December 2017-January 2018
The Fisheries and Oceans Canada team is proud to announce the appointment of Nicole Bouchard as Regional Director, Ecosystems Management. Ms. Bouchard, who began her career with the Department in 1999, has been in her new position since October 23, 2017.
Fisheries and Oceans Canada, Quebec Region, is pleased to announce the appointment of Anne Lagacé to the new position of Director, Oceans Management. Ms. Lagacé has been working in the federal public service for several years and started as Director on October 23, 2017.
A scientific mission was conducted in August 2017 to view, via imaging, seldom explored or unexplored sections of the Gulf of St. Lawrence. Using ROPOS, a Canadian remote-controlled robot, the mission brought back previously unseen images and various samples of water, organisms and sediment. Their analysis will help us to learn more about these diverse habitats and add to our existing knowledge about these regions.
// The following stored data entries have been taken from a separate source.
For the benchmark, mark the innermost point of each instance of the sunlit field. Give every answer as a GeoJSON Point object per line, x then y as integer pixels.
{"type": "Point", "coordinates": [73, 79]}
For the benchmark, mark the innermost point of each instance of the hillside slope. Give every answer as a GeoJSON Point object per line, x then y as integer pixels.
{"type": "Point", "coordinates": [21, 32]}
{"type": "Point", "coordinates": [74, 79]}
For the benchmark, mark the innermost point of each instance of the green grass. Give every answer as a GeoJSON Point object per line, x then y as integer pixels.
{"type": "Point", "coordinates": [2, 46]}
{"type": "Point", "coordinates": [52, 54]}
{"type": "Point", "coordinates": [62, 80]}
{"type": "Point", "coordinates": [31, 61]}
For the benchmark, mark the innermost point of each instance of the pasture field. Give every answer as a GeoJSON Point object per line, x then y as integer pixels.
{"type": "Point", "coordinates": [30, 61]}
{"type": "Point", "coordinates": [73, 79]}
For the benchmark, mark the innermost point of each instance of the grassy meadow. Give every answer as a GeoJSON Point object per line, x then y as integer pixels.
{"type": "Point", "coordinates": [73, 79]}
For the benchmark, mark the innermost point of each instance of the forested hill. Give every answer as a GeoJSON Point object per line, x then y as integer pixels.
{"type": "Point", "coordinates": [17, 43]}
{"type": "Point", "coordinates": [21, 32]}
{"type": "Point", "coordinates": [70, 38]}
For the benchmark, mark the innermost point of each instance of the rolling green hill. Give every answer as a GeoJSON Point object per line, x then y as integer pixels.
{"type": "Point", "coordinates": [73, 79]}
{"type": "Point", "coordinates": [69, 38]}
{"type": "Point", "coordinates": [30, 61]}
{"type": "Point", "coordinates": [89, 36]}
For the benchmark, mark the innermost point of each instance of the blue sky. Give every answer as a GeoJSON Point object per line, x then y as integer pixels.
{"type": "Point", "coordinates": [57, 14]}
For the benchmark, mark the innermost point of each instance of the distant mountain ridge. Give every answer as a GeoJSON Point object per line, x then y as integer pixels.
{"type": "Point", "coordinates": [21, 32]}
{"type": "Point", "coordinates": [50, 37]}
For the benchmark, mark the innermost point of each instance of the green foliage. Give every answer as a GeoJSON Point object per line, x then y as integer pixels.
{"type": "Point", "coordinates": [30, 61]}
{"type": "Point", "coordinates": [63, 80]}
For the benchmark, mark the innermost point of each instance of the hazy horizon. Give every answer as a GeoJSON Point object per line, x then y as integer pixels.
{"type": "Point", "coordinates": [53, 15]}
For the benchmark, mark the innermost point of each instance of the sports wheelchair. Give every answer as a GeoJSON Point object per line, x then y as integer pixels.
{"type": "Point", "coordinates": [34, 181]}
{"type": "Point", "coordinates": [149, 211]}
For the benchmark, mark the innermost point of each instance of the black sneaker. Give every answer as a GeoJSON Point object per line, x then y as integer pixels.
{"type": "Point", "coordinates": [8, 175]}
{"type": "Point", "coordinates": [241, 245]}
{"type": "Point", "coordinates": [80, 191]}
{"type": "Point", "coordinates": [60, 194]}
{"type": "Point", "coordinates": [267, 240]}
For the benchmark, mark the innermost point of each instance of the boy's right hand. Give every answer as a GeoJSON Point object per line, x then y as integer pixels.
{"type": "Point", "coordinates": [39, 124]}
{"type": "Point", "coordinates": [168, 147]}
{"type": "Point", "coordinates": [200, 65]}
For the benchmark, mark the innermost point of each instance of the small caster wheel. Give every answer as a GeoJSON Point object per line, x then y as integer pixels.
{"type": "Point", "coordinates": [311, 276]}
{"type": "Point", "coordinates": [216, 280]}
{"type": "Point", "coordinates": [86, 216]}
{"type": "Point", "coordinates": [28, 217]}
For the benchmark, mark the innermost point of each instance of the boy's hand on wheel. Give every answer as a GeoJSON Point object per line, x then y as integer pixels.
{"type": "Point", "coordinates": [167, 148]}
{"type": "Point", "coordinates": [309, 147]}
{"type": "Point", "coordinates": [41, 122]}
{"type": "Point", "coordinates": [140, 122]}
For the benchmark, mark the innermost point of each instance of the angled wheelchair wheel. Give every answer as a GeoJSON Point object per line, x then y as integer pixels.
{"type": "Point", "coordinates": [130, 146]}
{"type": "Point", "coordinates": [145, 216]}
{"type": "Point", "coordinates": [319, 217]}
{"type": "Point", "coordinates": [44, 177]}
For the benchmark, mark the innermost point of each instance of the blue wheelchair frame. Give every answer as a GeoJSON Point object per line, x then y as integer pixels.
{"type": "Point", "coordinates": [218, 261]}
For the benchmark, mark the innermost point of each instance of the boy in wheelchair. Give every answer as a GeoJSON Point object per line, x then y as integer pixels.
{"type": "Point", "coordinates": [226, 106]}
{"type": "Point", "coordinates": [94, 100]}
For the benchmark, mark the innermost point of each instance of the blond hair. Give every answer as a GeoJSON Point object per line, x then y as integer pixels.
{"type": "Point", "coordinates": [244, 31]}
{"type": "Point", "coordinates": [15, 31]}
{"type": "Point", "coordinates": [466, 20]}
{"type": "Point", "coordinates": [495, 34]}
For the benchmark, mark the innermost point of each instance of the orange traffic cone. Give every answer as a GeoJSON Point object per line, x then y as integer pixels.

Reducing the number of wrecked and abandoned vessels to decrease their environmental impact is one of the many objectives of the Ocean Protection Plan. The Small Craft Harbours Abandoned and Wrecked Vessels Removal Program was established and allocated a $1.325 million budget to help achieve this goal. The application deadline for the 2018–2019 fiscal year is February 15, 2018.
Fisheries and Oceans Canada is preparing to take a new step through the implementation of an electronic logbook. Following pilot projects and the establishment of a development standard for applications intended for fishers, the Department hopes that a greater number of fishers will adopt this new technology. Progressively, its use will become mandatory.
Since the summer of 2016, Fisheries Protection biologists have been conducting visits of artificial reefs developed for lobster and other species in the Estuary and the Gulf of St. Lawrence. They want to better understand and document the effectiveness and sustainability of these enhancements.
Fish nurseries in the St. Lawrence Estuary are far from being permanent. On the contrary, the abundance of larvae growing there is heavily linked to the timing and strength of river floods and is therefore at the mercy of climatic variations in local watersheds.